In June 1937, celebrated aviator Amelia Earhart set out to become the first woman to fly around the world, a trip of 29,000 miles (46,671 kilometers). She'd completed all but the final 7,000 miles (11,265 kilometers) by July 2, when she and her navigator Fred Noonan took off from Lae in Papua, New Guinea, for a 2,556-mile (4,114-kilometer) flight to Howland Island, a small island in the Pacific.
A U.S. Coast Guard cutter, the Itasca, was stationed just off shore, and two other ships were positioned along the flight route as markers for Earhart's plane. Nevertheless, the plane ran into overcast skies and intermittent rain showers that made celestial navigation, Noonan's favorite method, difficult. The next morning at 7:42, the Itasca picked up this radio transmission from Earhart: "We must be on you, but we cannot see you. Fuel is running low." About an hour later, Earhart radioed, "We are running north and south" [source: AmeliaEarhart.com].

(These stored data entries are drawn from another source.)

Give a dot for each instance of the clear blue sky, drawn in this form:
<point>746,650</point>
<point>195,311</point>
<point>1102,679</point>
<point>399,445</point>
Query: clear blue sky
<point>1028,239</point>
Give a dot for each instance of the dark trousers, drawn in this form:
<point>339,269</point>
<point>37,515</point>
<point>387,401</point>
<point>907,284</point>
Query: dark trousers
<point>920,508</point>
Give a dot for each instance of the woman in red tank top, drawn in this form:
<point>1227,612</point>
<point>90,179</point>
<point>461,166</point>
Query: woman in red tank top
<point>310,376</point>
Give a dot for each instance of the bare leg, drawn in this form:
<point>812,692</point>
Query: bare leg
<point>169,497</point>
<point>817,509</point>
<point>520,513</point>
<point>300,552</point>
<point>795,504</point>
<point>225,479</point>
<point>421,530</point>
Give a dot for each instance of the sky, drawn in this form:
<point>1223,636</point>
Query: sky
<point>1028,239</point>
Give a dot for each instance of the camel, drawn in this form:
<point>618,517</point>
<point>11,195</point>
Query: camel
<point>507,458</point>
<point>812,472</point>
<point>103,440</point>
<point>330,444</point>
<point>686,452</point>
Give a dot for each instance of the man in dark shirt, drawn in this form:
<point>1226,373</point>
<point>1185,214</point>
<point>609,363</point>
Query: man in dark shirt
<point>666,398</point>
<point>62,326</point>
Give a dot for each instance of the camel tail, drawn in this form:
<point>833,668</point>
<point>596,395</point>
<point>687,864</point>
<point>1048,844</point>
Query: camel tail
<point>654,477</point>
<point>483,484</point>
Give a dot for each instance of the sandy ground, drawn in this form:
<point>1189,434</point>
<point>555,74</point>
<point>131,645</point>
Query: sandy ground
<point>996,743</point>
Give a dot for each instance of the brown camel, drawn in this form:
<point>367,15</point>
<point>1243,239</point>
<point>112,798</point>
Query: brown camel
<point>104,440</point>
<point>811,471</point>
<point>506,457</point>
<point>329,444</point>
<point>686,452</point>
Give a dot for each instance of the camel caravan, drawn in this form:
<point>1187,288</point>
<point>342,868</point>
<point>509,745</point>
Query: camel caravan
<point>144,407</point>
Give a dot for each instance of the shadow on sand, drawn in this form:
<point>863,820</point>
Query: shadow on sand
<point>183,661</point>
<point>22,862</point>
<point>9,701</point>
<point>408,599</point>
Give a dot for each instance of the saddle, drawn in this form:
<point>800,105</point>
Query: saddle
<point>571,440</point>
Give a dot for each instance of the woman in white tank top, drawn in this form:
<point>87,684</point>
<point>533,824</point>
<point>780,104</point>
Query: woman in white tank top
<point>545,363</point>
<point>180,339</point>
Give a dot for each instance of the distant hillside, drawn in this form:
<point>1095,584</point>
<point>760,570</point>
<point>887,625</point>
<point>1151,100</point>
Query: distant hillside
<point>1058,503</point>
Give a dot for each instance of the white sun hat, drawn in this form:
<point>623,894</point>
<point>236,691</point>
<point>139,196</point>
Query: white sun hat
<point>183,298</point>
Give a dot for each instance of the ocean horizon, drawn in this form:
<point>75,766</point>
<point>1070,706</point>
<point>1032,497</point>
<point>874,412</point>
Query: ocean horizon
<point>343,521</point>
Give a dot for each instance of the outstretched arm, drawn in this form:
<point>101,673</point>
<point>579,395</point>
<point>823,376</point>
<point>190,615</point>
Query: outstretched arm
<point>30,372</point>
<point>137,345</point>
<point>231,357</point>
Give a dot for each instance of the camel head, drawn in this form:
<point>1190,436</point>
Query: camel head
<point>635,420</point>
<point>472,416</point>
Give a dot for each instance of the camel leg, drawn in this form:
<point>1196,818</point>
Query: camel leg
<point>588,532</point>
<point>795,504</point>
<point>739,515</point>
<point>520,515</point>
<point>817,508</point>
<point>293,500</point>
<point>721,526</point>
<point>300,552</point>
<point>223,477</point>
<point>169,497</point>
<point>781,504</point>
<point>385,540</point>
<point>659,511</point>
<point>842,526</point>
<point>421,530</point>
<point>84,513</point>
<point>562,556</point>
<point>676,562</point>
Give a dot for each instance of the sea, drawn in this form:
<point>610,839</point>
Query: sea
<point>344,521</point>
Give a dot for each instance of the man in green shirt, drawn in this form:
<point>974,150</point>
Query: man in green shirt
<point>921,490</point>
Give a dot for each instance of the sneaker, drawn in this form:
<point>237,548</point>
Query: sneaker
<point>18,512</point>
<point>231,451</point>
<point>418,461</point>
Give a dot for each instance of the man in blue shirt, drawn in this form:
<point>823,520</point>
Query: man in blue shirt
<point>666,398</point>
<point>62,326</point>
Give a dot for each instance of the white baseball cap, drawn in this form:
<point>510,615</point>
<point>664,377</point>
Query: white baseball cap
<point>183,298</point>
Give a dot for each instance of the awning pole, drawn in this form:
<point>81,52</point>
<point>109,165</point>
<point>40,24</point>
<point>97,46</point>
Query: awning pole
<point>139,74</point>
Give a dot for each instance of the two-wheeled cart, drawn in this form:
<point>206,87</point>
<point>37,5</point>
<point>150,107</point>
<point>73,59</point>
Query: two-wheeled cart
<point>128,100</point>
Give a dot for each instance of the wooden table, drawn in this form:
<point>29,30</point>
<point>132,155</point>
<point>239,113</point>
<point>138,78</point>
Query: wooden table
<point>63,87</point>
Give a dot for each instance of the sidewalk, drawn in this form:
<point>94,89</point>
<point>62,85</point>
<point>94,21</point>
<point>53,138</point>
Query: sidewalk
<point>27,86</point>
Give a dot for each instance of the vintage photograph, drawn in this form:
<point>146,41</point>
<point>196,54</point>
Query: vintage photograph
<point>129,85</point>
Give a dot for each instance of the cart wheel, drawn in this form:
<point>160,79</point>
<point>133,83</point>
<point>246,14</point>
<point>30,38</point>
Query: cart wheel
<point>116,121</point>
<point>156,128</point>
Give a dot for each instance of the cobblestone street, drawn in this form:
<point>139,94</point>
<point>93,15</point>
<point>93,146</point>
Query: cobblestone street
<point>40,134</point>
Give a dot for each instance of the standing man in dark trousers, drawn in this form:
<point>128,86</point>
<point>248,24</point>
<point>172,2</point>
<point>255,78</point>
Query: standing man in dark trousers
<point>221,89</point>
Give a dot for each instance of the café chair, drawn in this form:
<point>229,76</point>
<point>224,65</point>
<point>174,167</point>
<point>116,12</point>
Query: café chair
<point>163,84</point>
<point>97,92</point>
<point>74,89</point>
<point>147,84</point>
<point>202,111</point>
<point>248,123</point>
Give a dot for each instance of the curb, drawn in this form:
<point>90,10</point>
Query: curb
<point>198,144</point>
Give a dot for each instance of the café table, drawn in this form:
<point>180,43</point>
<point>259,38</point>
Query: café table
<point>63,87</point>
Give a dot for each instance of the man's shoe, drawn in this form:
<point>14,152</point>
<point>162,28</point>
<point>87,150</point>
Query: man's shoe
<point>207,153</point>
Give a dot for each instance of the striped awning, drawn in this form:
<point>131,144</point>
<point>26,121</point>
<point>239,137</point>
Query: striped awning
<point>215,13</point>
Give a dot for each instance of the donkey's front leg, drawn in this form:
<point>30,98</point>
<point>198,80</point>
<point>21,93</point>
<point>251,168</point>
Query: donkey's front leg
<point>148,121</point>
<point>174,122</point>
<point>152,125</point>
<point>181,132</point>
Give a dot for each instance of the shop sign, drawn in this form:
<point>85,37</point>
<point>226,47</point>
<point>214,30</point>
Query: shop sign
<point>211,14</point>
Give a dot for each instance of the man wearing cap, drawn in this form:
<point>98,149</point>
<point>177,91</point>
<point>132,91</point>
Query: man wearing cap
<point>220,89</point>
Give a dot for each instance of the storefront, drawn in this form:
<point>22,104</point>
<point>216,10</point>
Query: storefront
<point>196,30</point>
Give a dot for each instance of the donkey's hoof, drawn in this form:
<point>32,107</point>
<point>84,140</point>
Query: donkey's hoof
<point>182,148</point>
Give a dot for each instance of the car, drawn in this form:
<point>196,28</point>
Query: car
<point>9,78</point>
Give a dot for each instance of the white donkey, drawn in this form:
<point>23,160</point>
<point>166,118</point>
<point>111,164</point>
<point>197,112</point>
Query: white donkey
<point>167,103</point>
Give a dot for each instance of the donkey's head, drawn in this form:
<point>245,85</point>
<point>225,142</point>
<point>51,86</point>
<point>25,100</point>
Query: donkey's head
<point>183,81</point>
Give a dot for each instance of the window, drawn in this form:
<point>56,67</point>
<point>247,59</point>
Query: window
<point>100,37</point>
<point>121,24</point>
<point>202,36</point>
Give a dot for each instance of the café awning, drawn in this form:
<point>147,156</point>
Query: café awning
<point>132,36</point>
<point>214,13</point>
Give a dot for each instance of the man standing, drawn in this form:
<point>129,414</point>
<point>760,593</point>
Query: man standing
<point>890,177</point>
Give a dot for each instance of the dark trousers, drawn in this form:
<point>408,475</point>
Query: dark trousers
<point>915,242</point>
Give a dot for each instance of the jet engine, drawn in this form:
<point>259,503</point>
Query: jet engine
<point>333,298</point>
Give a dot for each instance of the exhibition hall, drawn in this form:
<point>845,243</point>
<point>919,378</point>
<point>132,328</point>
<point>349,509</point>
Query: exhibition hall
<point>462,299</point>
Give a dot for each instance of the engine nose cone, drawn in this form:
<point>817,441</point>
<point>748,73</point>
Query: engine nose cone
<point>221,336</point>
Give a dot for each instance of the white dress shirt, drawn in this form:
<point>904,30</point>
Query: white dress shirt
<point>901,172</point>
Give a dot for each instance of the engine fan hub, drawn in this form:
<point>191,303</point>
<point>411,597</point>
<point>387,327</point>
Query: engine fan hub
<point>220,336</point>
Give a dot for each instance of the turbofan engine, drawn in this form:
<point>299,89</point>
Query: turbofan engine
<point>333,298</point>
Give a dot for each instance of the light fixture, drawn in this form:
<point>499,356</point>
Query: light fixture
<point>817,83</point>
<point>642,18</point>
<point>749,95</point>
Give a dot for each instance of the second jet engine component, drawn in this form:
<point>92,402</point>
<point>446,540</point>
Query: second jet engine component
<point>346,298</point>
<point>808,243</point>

That was her last transmission, and her plane never arrived. Rescuers mounted, what was at the time, the most massive search in aviation history, searching 250,000 square miles (647,497 square kilometers) of ocean in a fruitless attempt to find her. Some believe the plane crashed in the ocean and the passengers were killed; others, that they survived the crash but died of thirst on a remote island, or else that they were taken alive as hostages by the Japanese who though they were spies [source: Roach and Than]. To this day, Earhart and Noonan's fate remains a mystery.